Cigna Corp. (NYSE:CI) has been working with EMD Serono to test how the Rebif brand of interferon beta-1a affects the cost of health care.

The drug is supposed to prevent MS relapses.

EMD Serono has been using Cigna claims data to see how use of the drug affected the likelihood that users of the drug ended up going to the emergency room or being admitted to a hospital.

The drug can cost thousands of dollars per month, but the cost of a typical MS-related hospital stay is about $10,000.

Early returns look good, Cigna representatives say.

A thought: Cigna sells disability insurance, and it promotes efforts to coordinate health insurance with disability coverage, but the study just looked at acute health care costs, not disability insurance claims.

I think it would be great if, once disability insurers get through these horrible, low-interest-rate, weak-job-market days, they could use the jolt of energy they get from the world looking less bleak to promote the idea that medical outcomes studies of all kinds should use work-related indicators, such as days of absence and the likelihood of workers filing short-term disability (STD) claims, as well as acute health care cost and acute health care quality indicators.

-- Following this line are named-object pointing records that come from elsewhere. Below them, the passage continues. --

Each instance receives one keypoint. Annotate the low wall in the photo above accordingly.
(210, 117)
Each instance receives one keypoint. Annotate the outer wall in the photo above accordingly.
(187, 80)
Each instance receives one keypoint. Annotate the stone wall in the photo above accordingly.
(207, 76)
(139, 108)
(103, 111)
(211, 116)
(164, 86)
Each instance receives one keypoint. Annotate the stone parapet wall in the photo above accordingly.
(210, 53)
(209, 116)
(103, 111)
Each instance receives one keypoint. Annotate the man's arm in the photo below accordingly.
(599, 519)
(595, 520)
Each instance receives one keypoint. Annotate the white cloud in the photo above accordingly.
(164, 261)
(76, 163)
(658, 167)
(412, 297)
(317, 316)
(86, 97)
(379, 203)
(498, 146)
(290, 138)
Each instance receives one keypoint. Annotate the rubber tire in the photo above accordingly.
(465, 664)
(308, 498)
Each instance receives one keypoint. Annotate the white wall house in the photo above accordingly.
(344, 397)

One of the dangers of Patient Protection and Affordable Care Act (PPACA) focus on cutting health care costs is that folks might forget that people have lives, and expenses, outside of the hospital and outside of the doctor’s office.

The cost of a checkup and the cost of an emergency room visit matter, but so does the cost of having to miss work.

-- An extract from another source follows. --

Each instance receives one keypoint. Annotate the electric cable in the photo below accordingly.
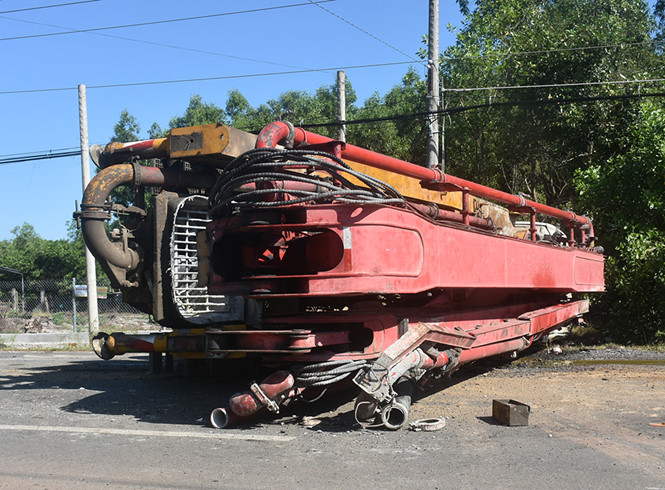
(362, 30)
(165, 21)
(47, 6)
(43, 156)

If Jane Doe had a heart attack, and she had to stay off work for a few weeks, partly to see all of the doctors that she had to see, maybe that would be a necessary evil.

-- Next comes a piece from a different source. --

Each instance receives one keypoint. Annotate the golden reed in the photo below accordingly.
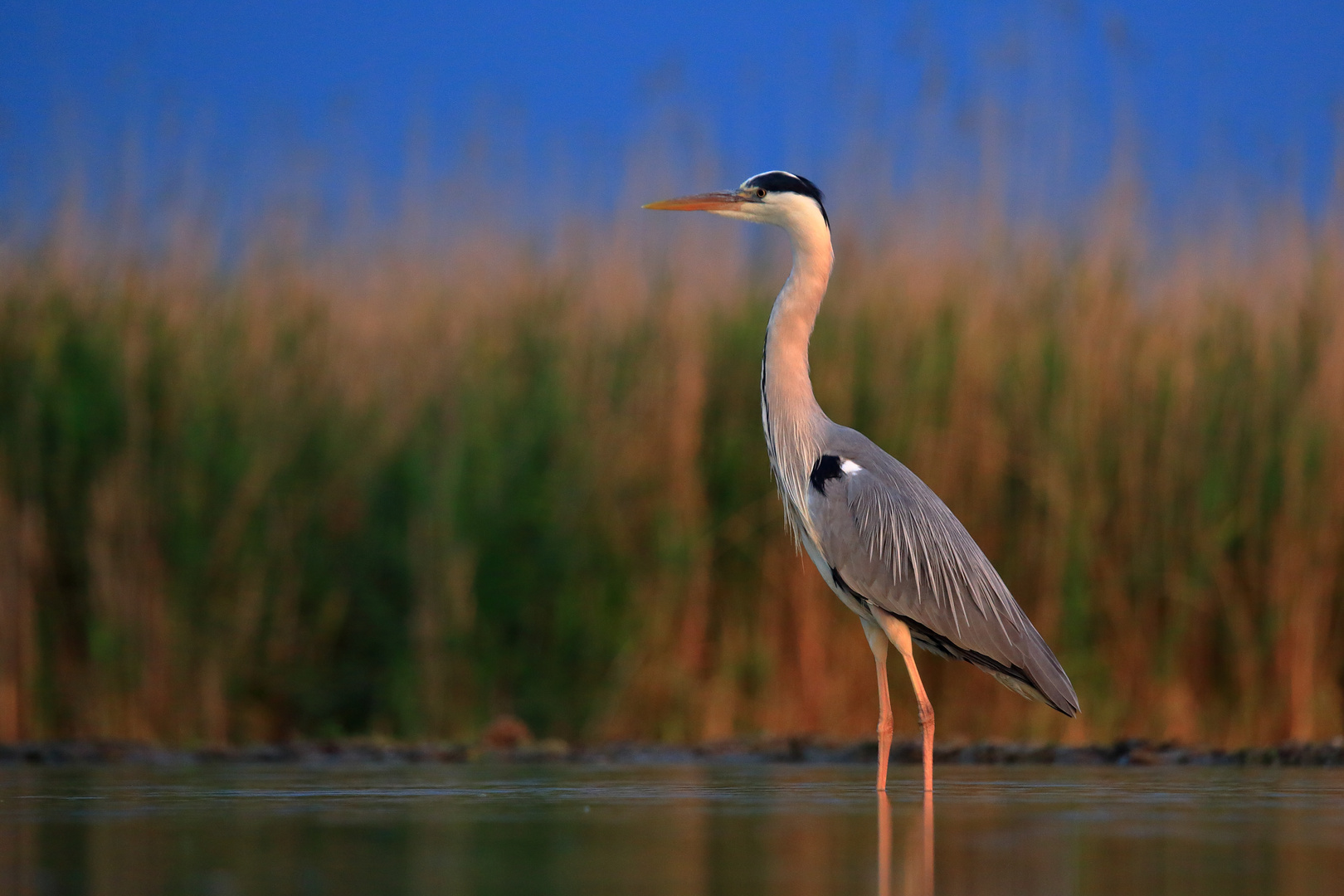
(399, 485)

If Jane Doe were a healthy, productive worker, and it took her three days of waiting around in a clinic office just to get a routine checkup, that would be pretty unacceptable. How much the checkup costs Jane Doe and her health insurer would matter, but so would the total cost of the checkup plus the lost work time.

Similarly, if Jane Doe had MS, and one treatment cost $4 per month, but it resulted in her having to give up working, and another treatment cost $500 per month, but she could continue to work at a good job: Maybe health policy analysts and others ought to look hard at those sorts of figures and make sure they understand the full ramifications of whatever decisions Jane Doe, the doctors, insurers and regulators make. 

The point should be to maximize the net economic value and quality of life of Jane Doe as a whole human, not just to minimize her net health care costs.